Abstract | Full Text

Type 1 diabetes (T1D) causes a range of skeletal problems, including reduced bone density and increased risk for bone fractures. However, mechanisms underlying skeletal complications in diabetes are still not well understood. We hypothesize that high glucose levels in T1D alters expression and function of purinergic receptors (P2Rs) and pannexin 1 (Panx1) channels, and thereby impairs ATP signaling that is essential for proper bone response to mechanical loading and maintenance of skeletal integrity. We first established a key role for P2X7 receptor-Panx1 in osteocyte mechanosignaling by showing that these proteins are co-expressed to provide a major pathway for flow-induced ATP release. To simulate in vitro the glucose levels to which bone cells are exposed in healthy vs. diabetic bones, we cultured osteoblast and osteocyte cell lines for 10 days in medium containing 5.5 or 25 mM glucose. High glucose effects on expression and function of P2Rs and Panx1 channels were determined by Western Blot analysis, quantification of Ca2+ responses to P2R agonists and oscillatory fluid shear stress (± 10 dyne/cm(2)), and measurement of flow-induced ATP release.

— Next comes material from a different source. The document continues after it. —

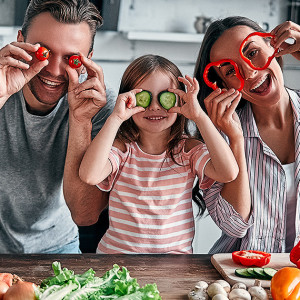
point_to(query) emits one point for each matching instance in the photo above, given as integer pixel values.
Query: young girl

Diabetic C57BL/6J-Ins2Akita mice were used to evaluate in vivo effects of high glucose on P2R and Panx1. Western blotting indicated altered P2X7R, P2Y2R and P2Y4R expression in high glucose exposed bone cells, and in diabetic bone tissue. Moreover, high glucose blunted normal P2R- and flow-induced Ca2+ signaling and ATP release from osteocytes. These findings indicate that T1D impairs load-induced ATP signaling in osteocytes and affects osteoblast function, which are essential for maintaining bone health.